Si je suis une habituée (et généralement adepte) des récits foisonnant de personnages se déclinant sous forme de grande saga familiale, je dois pourtant avouer que le début de ma lecture du roman de Leticia Wierzchowski a été pour le moins fastidieux. Dès les premières pages et en l'espace de quelques paragraphes, l'auteure nous dresse en effet tout l'arbre généalogique de la famille de Bento Gonçalves, et retenir les liens unissant chacun d'entre-eux nécessite un effort de concentration considérable. Il m'a donc fallu m'armer de beaucoup de patience pour parvenir à distinguer tous ces personnages qui, (pour ne rien arranger) portent des noms souvent homonymes.

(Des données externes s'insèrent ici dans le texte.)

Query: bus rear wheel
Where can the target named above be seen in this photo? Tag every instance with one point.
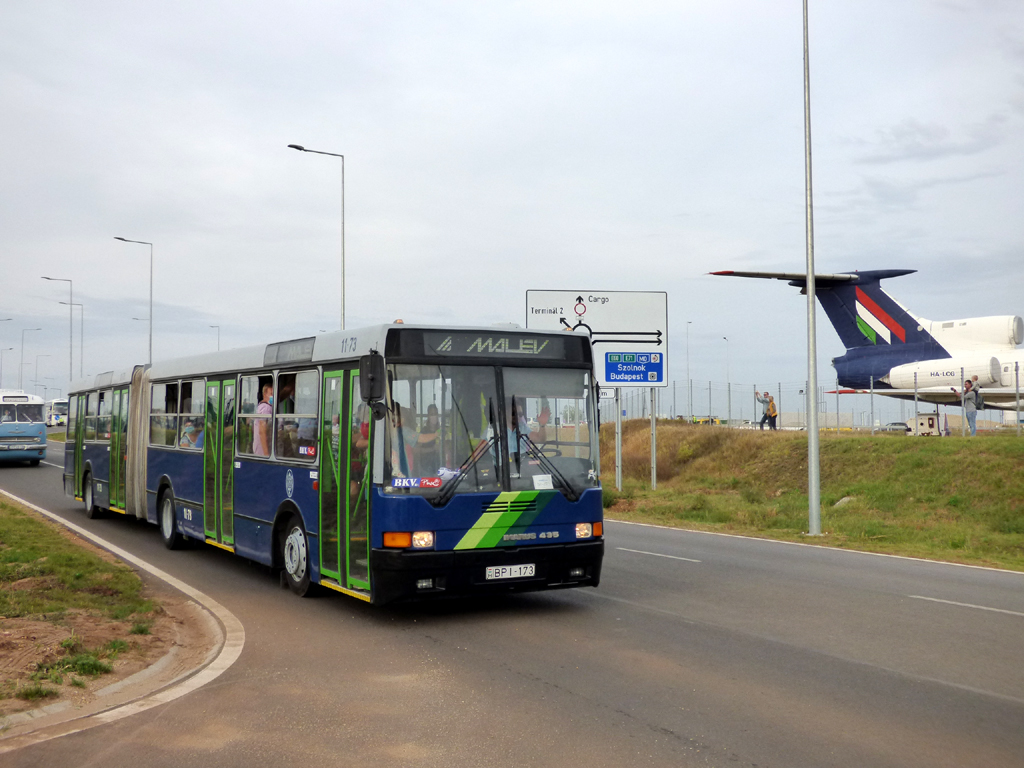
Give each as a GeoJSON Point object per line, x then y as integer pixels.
{"type": "Point", "coordinates": [91, 510]}
{"type": "Point", "coordinates": [295, 557]}
{"type": "Point", "coordinates": [168, 522]}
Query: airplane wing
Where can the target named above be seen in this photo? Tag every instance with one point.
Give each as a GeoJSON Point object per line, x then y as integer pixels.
{"type": "Point", "coordinates": [832, 278]}
{"type": "Point", "coordinates": [1000, 397]}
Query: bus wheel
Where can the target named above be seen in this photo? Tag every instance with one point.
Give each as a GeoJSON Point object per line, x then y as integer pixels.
{"type": "Point", "coordinates": [91, 510]}
{"type": "Point", "coordinates": [168, 522]}
{"type": "Point", "coordinates": [295, 557]}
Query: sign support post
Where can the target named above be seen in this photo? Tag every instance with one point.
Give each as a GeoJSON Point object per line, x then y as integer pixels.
{"type": "Point", "coordinates": [653, 441]}
{"type": "Point", "coordinates": [619, 438]}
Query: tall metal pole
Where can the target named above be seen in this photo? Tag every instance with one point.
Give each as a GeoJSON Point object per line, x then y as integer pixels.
{"type": "Point", "coordinates": [689, 384]}
{"type": "Point", "coordinates": [619, 438]}
{"type": "Point", "coordinates": [71, 323]}
{"type": "Point", "coordinates": [145, 243]}
{"type": "Point", "coordinates": [813, 466]}
{"type": "Point", "coordinates": [653, 441]}
{"type": "Point", "coordinates": [5, 349]}
{"type": "Point", "coordinates": [81, 337]}
{"type": "Point", "coordinates": [872, 404]}
{"type": "Point", "coordinates": [300, 147]}
{"type": "Point", "coordinates": [20, 367]}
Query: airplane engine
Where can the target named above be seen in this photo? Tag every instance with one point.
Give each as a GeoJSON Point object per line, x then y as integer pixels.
{"type": "Point", "coordinates": [944, 373]}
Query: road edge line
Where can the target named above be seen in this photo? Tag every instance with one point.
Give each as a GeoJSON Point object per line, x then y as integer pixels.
{"type": "Point", "coordinates": [232, 642]}
{"type": "Point", "coordinates": [817, 547]}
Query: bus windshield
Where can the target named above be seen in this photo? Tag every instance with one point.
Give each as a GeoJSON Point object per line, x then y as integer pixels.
{"type": "Point", "coordinates": [23, 413]}
{"type": "Point", "coordinates": [450, 431]}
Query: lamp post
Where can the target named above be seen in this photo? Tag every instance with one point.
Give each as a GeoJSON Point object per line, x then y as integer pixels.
{"type": "Point", "coordinates": [143, 243]}
{"type": "Point", "coordinates": [81, 338]}
{"type": "Point", "coordinates": [728, 384]}
{"type": "Point", "coordinates": [5, 349]}
{"type": "Point", "coordinates": [35, 379]}
{"type": "Point", "coordinates": [71, 323]}
{"type": "Point", "coordinates": [22, 367]}
{"type": "Point", "coordinates": [300, 147]}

Conséquence inévitable de cette entrée en matière laborieuse, j'ai pendant longtemps eu l'impression de rester extérieure à cette lecture, me sentant souvent indifférente aux évènements qui se déroulaient devant moi. Il faut dire que si le récit fourmille de personnages, il manque en revanche cruellement d'action et de rebondissements susceptibles de nous tenir en haleine. Les journées à l'estancia de la Barra se succèdent, chacune identique à la précédente et avec un même leitmotiv : l'attente. Seul élément venant rompre cette monotonie: l'arrivée d'un messager surgissant épisodiquement afin de donner des nouvelles du front : dans le meilleur des cas, il s'agit de l'annonce d'une bataille remportée par les révolutionnaires, ou bien d'une ville nouvellement conquise, mais aussi plus cruellement parfois, celle d'un fils grièvement blessé ou d'un mari mort au combat. Il faut en fin de compte attendre 200 pages et l'arrivée d'un groupe de soldats dans la région pour débloquer le récit et lui donner un peu de souffle, grâce notamment à l'entrée en scène d'un certain Garibaldi dont la présence va bousculer la vie d'une des jeunes filles de la résidence. En parallèle, l'éclosion progressive d'autres romances permet d'ajouter un semblant de rythme à une intrigue qui en manque (hélas) désespérément.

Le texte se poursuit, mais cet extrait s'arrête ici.